Department of Pharmacology, School of Pharmacy, China Medical University, Shenyang, Liaoning Province 110122, China; Liaoning Key Laboratory of Molecular Targeted Anti-tumor Drug Development and Evaluation, China Medical University, Shenyang, Liaoning Province 110122, China.
Department of Pharmacology, School of Pharmacy, China Medical University, Shenyang, Liaoning Province 110122, China; Liaoning Key Laboratory of Molecular Targeted Anti-tumor Drug Development and Evaluation, China Medical University, Shenyang, Liaoning Province 110122, China.
Int Immunopharmacol. 2020 Dec;89(Pt A):107162. doi: 10.1016/j.intimp.2020.107162. Epub 2020 Nov 7.
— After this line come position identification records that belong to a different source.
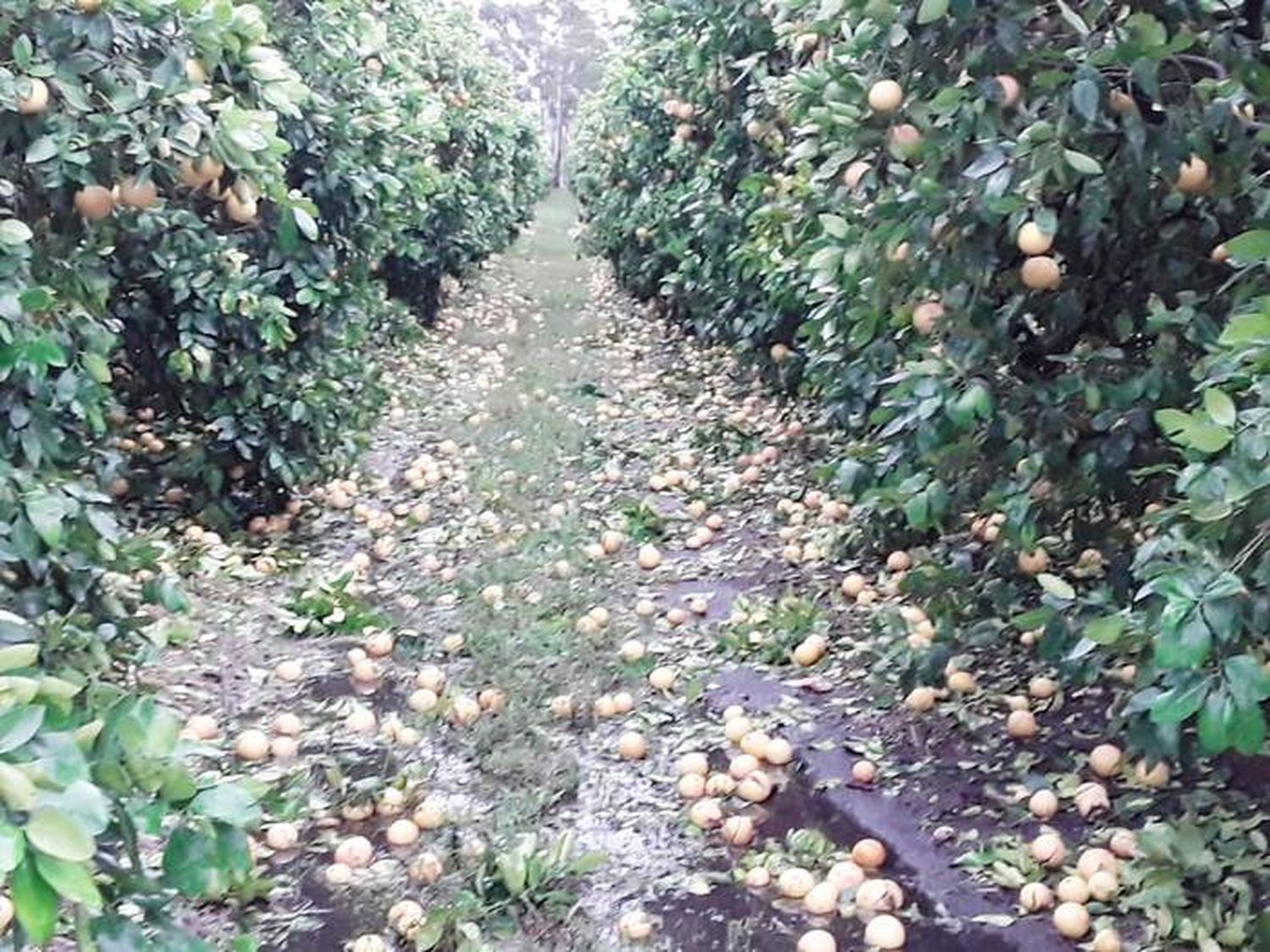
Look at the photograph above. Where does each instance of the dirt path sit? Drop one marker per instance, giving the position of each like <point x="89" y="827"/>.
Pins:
<point x="544" y="413"/>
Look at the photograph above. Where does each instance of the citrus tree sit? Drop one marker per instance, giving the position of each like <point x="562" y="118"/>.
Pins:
<point x="175" y="322"/>
<point x="1006" y="254"/>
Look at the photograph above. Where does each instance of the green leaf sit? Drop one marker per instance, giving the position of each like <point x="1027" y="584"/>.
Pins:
<point x="1251" y="246"/>
<point x="97" y="367"/>
<point x="14" y="657"/>
<point x="18" y="725"/>
<point x="13" y="847"/>
<point x="1082" y="162"/>
<point x="1180" y="702"/>
<point x="35" y="903"/>
<point x="931" y="10"/>
<point x="60" y="834"/>
<point x="1219" y="406"/>
<point x="14" y="233"/>
<point x="1247" y="729"/>
<point x="71" y="881"/>
<point x="230" y="802"/>
<point x="1056" y="586"/>
<point x="1208" y="437"/>
<point x="41" y="150"/>
<point x="835" y="225"/>
<point x="206" y="863"/>
<point x="305" y="223"/>
<point x="46" y="513"/>
<point x="1213" y="725"/>
<point x="1105" y="631"/>
<point x="1085" y="98"/>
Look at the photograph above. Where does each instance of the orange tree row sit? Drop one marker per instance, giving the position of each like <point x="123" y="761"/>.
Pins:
<point x="200" y="240"/>
<point x="1021" y="258"/>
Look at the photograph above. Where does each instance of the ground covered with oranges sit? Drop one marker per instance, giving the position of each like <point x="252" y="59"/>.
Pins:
<point x="576" y="660"/>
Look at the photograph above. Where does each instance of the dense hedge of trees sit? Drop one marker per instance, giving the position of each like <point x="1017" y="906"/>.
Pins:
<point x="201" y="236"/>
<point x="1021" y="258"/>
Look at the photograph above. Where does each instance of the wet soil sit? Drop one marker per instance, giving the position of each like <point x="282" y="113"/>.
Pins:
<point x="560" y="404"/>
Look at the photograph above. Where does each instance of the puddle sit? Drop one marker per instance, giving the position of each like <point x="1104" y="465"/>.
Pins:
<point x="383" y="697"/>
<point x="723" y="593"/>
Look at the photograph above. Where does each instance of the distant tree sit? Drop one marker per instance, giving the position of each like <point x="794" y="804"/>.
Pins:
<point x="555" y="48"/>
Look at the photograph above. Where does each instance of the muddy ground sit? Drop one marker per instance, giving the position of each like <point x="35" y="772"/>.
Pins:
<point x="546" y="401"/>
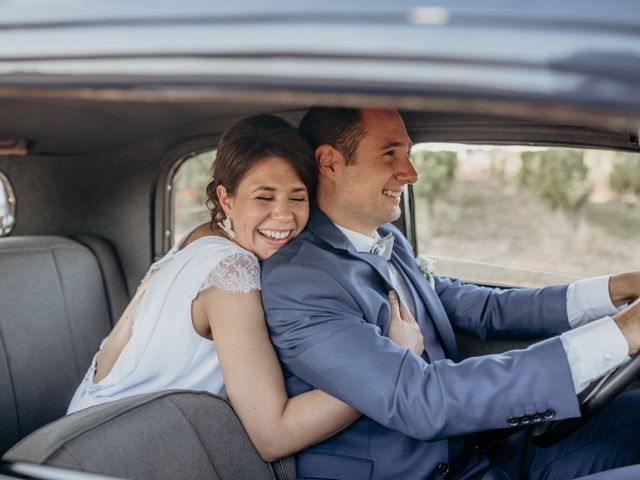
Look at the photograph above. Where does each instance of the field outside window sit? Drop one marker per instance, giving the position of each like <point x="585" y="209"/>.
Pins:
<point x="524" y="215"/>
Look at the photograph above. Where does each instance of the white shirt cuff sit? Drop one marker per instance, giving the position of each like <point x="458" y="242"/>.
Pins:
<point x="588" y="300"/>
<point x="593" y="350"/>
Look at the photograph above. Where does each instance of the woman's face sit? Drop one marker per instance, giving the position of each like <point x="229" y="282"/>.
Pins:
<point x="269" y="208"/>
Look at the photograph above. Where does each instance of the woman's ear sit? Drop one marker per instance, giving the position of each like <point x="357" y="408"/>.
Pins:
<point x="225" y="199"/>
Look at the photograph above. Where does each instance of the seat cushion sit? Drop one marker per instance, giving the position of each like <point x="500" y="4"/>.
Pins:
<point x="53" y="314"/>
<point x="165" y="435"/>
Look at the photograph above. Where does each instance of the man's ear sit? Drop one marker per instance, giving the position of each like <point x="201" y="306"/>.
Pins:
<point x="328" y="159"/>
<point x="226" y="200"/>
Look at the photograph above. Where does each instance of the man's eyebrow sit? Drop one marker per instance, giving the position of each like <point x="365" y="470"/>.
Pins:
<point x="263" y="188"/>
<point x="396" y="145"/>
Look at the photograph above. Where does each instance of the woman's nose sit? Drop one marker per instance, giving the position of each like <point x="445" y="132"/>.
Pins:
<point x="282" y="210"/>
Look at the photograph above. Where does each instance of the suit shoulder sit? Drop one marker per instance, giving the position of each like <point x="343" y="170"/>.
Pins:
<point x="303" y="251"/>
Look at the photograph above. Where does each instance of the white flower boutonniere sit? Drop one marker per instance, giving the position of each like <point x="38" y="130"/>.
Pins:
<point x="427" y="266"/>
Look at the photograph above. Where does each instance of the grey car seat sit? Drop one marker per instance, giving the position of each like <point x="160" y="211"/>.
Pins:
<point x="164" y="436"/>
<point x="58" y="299"/>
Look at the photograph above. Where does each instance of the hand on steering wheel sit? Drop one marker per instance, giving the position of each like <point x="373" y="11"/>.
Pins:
<point x="602" y="391"/>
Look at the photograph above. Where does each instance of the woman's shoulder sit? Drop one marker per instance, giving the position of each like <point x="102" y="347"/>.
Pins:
<point x="237" y="271"/>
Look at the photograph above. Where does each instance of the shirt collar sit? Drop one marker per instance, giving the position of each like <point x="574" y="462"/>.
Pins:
<point x="361" y="242"/>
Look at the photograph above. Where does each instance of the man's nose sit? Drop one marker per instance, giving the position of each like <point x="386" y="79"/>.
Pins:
<point x="407" y="172"/>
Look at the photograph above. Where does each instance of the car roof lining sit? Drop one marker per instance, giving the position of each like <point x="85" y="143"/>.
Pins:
<point x="78" y="126"/>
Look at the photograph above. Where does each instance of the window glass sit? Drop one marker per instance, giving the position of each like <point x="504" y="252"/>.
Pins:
<point x="527" y="216"/>
<point x="188" y="194"/>
<point x="7" y="206"/>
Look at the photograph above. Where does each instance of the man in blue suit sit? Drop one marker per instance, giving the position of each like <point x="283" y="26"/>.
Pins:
<point x="325" y="297"/>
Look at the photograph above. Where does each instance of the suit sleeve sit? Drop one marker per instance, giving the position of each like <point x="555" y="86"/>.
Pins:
<point x="321" y="337"/>
<point x="512" y="313"/>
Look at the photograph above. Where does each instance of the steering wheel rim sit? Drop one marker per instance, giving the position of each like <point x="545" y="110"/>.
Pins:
<point x="599" y="394"/>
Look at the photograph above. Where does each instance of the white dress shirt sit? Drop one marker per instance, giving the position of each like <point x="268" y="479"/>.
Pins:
<point x="594" y="345"/>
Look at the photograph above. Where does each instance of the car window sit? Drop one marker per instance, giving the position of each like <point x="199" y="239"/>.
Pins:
<point x="7" y="206"/>
<point x="188" y="194"/>
<point x="526" y="216"/>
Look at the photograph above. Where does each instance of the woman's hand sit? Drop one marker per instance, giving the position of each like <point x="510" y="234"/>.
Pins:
<point x="404" y="329"/>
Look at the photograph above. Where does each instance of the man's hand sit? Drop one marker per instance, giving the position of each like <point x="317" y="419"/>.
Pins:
<point x="404" y="329"/>
<point x="624" y="287"/>
<point x="629" y="323"/>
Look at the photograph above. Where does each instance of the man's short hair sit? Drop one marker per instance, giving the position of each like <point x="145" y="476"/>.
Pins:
<point x="342" y="128"/>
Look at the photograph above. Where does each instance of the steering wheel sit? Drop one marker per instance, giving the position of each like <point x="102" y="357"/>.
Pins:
<point x="592" y="400"/>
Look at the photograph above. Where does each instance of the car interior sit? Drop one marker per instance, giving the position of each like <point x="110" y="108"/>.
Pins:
<point x="92" y="196"/>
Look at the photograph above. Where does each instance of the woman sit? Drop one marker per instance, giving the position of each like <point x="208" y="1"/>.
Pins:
<point x="208" y="287"/>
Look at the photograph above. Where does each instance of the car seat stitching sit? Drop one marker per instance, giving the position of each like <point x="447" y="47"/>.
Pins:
<point x="13" y="390"/>
<point x="117" y="414"/>
<point x="200" y="439"/>
<point x="213" y="467"/>
<point x="68" y="451"/>
<point x="66" y="310"/>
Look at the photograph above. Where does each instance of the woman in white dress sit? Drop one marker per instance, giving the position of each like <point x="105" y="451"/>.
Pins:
<point x="197" y="315"/>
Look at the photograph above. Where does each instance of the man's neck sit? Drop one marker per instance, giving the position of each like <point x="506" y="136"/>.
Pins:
<point x="346" y="222"/>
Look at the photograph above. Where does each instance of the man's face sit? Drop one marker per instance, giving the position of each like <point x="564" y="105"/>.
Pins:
<point x="370" y="190"/>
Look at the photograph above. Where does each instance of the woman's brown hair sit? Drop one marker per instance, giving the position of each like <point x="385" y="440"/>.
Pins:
<point x="246" y="143"/>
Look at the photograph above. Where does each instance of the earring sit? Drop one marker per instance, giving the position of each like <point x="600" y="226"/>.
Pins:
<point x="227" y="227"/>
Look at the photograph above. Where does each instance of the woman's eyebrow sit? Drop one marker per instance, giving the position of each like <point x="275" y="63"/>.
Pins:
<point x="273" y="189"/>
<point x="263" y="187"/>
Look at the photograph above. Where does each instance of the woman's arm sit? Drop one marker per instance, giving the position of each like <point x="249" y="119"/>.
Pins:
<point x="278" y="425"/>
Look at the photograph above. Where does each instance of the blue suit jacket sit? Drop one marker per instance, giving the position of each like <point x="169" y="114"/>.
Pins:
<point x="328" y="313"/>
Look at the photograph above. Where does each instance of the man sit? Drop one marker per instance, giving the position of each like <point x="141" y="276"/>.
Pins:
<point x="325" y="298"/>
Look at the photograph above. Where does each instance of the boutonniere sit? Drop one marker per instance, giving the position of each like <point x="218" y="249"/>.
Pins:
<point x="427" y="266"/>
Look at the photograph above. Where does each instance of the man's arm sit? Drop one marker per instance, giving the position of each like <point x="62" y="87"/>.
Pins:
<point x="321" y="336"/>
<point x="512" y="313"/>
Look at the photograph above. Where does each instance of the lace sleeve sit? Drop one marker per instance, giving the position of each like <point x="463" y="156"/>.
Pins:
<point x="239" y="272"/>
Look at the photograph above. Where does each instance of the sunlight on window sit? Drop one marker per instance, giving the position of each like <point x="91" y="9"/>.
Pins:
<point x="189" y="197"/>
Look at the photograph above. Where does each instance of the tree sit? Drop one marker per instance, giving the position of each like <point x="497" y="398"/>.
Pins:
<point x="437" y="172"/>
<point x="625" y="174"/>
<point x="559" y="177"/>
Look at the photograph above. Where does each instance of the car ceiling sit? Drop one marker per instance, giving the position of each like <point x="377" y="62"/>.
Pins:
<point x="64" y="127"/>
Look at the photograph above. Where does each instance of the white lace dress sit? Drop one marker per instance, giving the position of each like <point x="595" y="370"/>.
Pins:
<point x="164" y="351"/>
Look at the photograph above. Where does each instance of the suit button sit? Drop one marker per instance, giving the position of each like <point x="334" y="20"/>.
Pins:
<point x="443" y="468"/>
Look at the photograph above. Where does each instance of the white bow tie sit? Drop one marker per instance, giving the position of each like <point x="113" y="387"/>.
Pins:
<point x="383" y="246"/>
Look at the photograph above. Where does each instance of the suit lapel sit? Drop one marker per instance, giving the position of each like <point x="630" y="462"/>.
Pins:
<point x="429" y="298"/>
<point x="324" y="229"/>
<point x="328" y="233"/>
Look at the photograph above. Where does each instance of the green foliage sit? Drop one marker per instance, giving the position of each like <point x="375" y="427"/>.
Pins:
<point x="557" y="176"/>
<point x="437" y="173"/>
<point x="625" y="174"/>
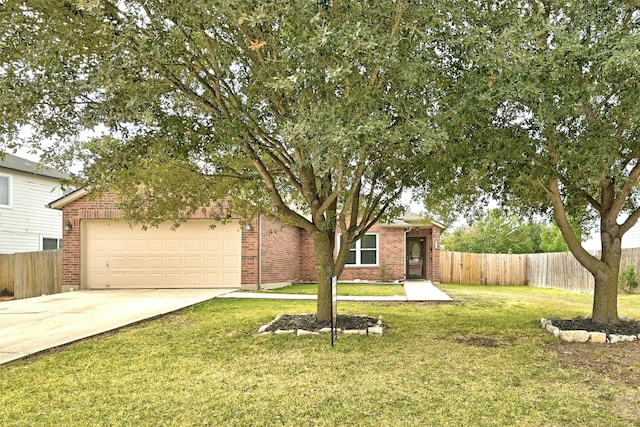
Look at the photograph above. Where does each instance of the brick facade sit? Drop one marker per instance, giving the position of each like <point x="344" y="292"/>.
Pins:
<point x="278" y="255"/>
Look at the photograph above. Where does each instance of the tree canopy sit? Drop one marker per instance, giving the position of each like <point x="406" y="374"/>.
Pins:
<point x="316" y="112"/>
<point x="542" y="115"/>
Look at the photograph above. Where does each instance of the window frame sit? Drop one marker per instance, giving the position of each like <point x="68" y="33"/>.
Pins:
<point x="57" y="239"/>
<point x="9" y="204"/>
<point x="358" y="251"/>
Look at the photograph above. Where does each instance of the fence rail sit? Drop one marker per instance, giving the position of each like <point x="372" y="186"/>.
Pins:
<point x="483" y="269"/>
<point x="31" y="274"/>
<point x="549" y="270"/>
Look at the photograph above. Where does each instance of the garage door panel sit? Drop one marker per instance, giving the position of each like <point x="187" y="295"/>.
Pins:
<point x="115" y="255"/>
<point x="174" y="262"/>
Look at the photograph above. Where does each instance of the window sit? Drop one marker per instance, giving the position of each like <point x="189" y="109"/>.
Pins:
<point x="5" y="191"/>
<point x="50" y="243"/>
<point x="363" y="251"/>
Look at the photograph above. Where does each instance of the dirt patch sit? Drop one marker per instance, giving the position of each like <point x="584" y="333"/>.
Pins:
<point x="619" y="363"/>
<point x="629" y="327"/>
<point x="478" y="341"/>
<point x="308" y="322"/>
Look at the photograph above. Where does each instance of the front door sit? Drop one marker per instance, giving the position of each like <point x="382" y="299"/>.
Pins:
<point x="416" y="259"/>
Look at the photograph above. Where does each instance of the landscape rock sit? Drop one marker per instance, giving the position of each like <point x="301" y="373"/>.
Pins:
<point x="598" y="337"/>
<point x="375" y="330"/>
<point x="553" y="329"/>
<point x="574" y="336"/>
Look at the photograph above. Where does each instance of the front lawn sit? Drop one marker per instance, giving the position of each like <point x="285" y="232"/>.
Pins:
<point x="480" y="361"/>
<point x="345" y="289"/>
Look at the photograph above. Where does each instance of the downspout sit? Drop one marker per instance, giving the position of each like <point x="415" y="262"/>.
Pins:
<point x="259" y="251"/>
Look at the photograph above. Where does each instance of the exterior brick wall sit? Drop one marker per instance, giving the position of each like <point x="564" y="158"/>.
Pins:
<point x="73" y="214"/>
<point x="307" y="258"/>
<point x="280" y="252"/>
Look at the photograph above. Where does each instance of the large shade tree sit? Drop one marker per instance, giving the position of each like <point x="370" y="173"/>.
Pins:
<point x="313" y="110"/>
<point x="543" y="115"/>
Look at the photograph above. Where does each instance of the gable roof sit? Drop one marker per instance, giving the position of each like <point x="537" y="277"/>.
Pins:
<point x="413" y="220"/>
<point x="27" y="166"/>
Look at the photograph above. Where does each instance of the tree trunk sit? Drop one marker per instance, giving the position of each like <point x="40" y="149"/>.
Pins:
<point x="605" y="297"/>
<point x="325" y="265"/>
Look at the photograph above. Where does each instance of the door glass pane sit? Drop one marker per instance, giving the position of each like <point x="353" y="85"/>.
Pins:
<point x="415" y="250"/>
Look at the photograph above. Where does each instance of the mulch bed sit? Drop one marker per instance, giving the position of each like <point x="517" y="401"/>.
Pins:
<point x="308" y="322"/>
<point x="629" y="327"/>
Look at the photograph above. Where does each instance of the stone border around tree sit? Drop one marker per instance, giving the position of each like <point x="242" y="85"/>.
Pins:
<point x="582" y="336"/>
<point x="377" y="330"/>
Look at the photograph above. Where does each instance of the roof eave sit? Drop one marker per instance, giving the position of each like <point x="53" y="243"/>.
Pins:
<point x="63" y="201"/>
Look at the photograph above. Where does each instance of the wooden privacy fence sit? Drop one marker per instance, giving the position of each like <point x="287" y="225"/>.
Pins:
<point x="483" y="269"/>
<point x="31" y="274"/>
<point x="558" y="270"/>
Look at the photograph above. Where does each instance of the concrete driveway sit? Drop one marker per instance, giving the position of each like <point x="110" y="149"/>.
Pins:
<point x="32" y="325"/>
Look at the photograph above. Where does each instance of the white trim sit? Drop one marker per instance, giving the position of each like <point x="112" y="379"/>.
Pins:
<point x="9" y="191"/>
<point x="358" y="251"/>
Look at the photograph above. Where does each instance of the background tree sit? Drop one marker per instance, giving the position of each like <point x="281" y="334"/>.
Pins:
<point x="496" y="232"/>
<point x="311" y="110"/>
<point x="543" y="115"/>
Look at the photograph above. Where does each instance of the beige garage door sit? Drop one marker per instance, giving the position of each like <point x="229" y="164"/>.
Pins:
<point x="114" y="255"/>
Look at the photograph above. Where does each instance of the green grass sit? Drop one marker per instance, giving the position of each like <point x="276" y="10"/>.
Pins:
<point x="344" y="289"/>
<point x="205" y="366"/>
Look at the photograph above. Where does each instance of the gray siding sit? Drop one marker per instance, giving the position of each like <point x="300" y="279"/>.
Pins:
<point x="27" y="221"/>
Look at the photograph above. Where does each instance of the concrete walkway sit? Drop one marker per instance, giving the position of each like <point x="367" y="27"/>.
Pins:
<point x="31" y="325"/>
<point x="415" y="290"/>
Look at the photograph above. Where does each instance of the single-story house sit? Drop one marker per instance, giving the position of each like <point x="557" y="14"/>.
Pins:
<point x="26" y="225"/>
<point x="102" y="251"/>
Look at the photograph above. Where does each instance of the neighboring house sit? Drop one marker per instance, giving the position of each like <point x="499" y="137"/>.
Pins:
<point x="25" y="222"/>
<point x="101" y="251"/>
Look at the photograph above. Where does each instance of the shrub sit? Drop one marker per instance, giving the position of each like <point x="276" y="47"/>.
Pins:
<point x="628" y="279"/>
Skin cutaneous melanoma (SKCM) is the most invasive form of skin cancer with poor prognosis. Growing evidence has demonstrated that tumor immune microenvironment plays a key contributing role in tumorigenesis and predicting clinical outcomes. The aim of this study was to recognize immune classification and a reliable prognostic signature for patients with SKCM. By using single-sample gene set enrichment (ssGSEA) and hierarchical clustering analyses, we evaluated the immune infiltration landscape of SKCM afflicted patients from The Cancer Genome Atlas (TCGA) dataset and named two SKCM subtypes: Immunity-high and Immunity-low. The Immunity-high subgroup was characterized by up-regulation of immune response and favorable survival probability. Seven candidate small molecule drugs which potentially reverse SKCM immune status were identified by using Connectivity map (CMap) database. A prognostic five-immune-associated gene (IAG) signature consisting IFITM1, TNFSF13B, APOBEC3G, CCL8 and KLRK1 with high predictive value was established using the LASSO Cox regression analysis in training set, and validated in testing set as well as Gene Expression Omnibus (GEO) external validation cohort (P < 0.05). Lower tumor purity and active immune-related signaling pathways were obviously presented in low-risk group. Furthermore, a novel composite nomogram based upon the five-IAG signature and other clinical parameters was built with excellent calibration curves. Collectively, comprehensively characterizing the SKCM subtypes based upon immune microenvironment landscape and development of a survival-related IAG signature may provide a promising avenue for improving individualized treatment design and prognosis prediction for patients with SKCM.
皮肤皮肤黑色素瘤(SKCM)是预后最差的侵袭性皮肤癌。越来越多的证据表明,肿瘤免疫微环境在肿瘤发生和预测临床结局中起着关键作用。本研究旨在识别 SKCM 患者的免疫分类和可靠的预后特征。通过使用单样本基因集富集(ssGSEA)和层次聚类分析,我们评估了来自癌症基因组图谱(TCGA)数据集的 SKCM 患者的免疫浸润景观,并将其命名为两个 SKCM 亚型:免疫高和免疫低。免疫高亚组的特征是免疫反应上调和有利的生存概率。通过使用连接图谱(CMap)数据库,我们确定了七种可能逆转 SKCM 免疫状态的候选小分子药物。使用训练集中的 LASSO Cox 回归分析建立了一个由 5 个免疫相关基因(IAG)组成的预后签名,包括 IFITM1、TNFSF13B、APOBEC3G、CCL8 和 KLRK1,在验证集和基因表达综合(GEO)外部验证队列中均具有较高的预测价值(P<0.05)。在低风险组中,肿瘤纯度较低且免疫相关信号通路活跃。此外,基于五个 IAG 特征和其他临床参数建立了一种新的综合列线图,其校准曲线良好。总之,基于免疫微环境景观全面描述 SKCM 亚型并开发与生存相关的 IAG 特征,可能为改善 SKCM 患者的个体化治疗设计和预后预测提供有前途的途径。